Народу на катере собралось немного. Трое врачей из госпиталя, которые, судя по оживленным лицам, ехали в Москву развлекаться, у них явно был выходной. Компания из пяти работяг, угрюмых и мрачных, держащих в руках объемистые баулы с инструментами — как только катер отвалил от пристани, они принялись запихивать эти баулы под лавки. Молодая парочка — чернявый худой парень и бледненькая девушка, которые тут же ушли на нос суденышка, и принялись целоваться.

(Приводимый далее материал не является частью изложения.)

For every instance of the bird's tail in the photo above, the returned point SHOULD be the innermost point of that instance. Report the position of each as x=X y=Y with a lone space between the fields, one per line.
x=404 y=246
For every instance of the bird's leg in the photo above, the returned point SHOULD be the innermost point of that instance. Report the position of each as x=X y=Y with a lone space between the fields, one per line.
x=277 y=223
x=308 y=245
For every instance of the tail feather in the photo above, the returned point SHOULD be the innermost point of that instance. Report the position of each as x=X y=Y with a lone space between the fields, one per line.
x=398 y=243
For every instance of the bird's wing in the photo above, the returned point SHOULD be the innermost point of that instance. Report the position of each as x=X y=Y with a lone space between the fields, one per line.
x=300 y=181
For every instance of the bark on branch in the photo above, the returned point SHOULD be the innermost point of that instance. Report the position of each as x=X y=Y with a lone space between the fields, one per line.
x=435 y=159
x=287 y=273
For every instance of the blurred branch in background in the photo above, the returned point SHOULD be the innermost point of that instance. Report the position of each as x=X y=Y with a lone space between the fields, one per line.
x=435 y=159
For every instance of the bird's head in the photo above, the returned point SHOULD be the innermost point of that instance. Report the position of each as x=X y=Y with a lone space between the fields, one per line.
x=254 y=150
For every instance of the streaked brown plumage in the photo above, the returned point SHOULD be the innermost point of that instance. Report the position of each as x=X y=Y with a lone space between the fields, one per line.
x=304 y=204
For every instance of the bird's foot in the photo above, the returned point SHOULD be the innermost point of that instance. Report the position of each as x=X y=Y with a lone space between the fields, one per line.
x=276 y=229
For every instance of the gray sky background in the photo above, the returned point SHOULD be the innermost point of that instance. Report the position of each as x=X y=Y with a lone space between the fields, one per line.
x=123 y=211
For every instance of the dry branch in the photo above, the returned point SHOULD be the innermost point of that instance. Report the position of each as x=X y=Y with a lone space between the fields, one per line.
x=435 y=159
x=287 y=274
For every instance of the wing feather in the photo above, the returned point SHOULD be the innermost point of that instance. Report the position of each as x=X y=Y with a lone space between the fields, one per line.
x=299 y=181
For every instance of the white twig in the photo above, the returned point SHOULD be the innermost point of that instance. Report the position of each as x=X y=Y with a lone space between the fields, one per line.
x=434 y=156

Ну и Берта с рыжим.
— Пойдем на корму, — предложил Скрипач. — Тут не поговоришь толком.
— Пойдем, — кивнула Берта. — Воняет там, конечно…
— Ну а что ты хочешь? Дизель, — Скрипач пожал плечами. — Можно, конечно, и тут посидеть.
Берта оглянулась на работяг: те уже вытащили из своей поклажи колоду карт, булку серого хлеба, и батон чесночной колбасы. Кто-то с довольными словами «дак вот она, родимая» доставал из кармана телогрейки бутылку водки.
— Пошли, — решительно сказала Берта, вставая.
— И они тут же начали пошлить, — хмыкнул Скрипач, поднимаясь следом.
— Только если ты. У меня настроения нет.
Осенняя темная река тянулась мимо пустых черных полей, облетевших деревьев; над водой стояла сейчас промозглая ледяная сырость, от которой, казалось, не спасали ни свитера, ни теплые куртки, которые раздобыл им полмесяца назад Дослав. Дождь вроде бы прекратился, но теплее не стало. Берта сидела на деревянной лавке, зябко съежившись, прижимая к себе постасканную старую сумку. Видно было, что она отчаянно мерзнет.
Скрипач сел рядом, расстегнул куртку, набросил на её плечи широкую полу.
— Иди поближе, — приказал он. — А то еще простынешь. Вон как носом хлюпаешь.
— Уговорил, — Берта усмехнулась. — Сам не простынь.
— Ничего, эта куртка мне велика на четыре размера, так что мы с тобой запросто того… поместимся. Надо тебя раскормить, а то ты что-то стала совсем маленькая. Как воробушек.
— Если я воробушек, то ты, в таком случае, швабра. Тощая и рыжая.
— Точнее, швабр, — поправил Скрипач. — А Фэб с Киром после отсидки напоминают две удочки. Или два складных метра, помнишь, когда-то такие были?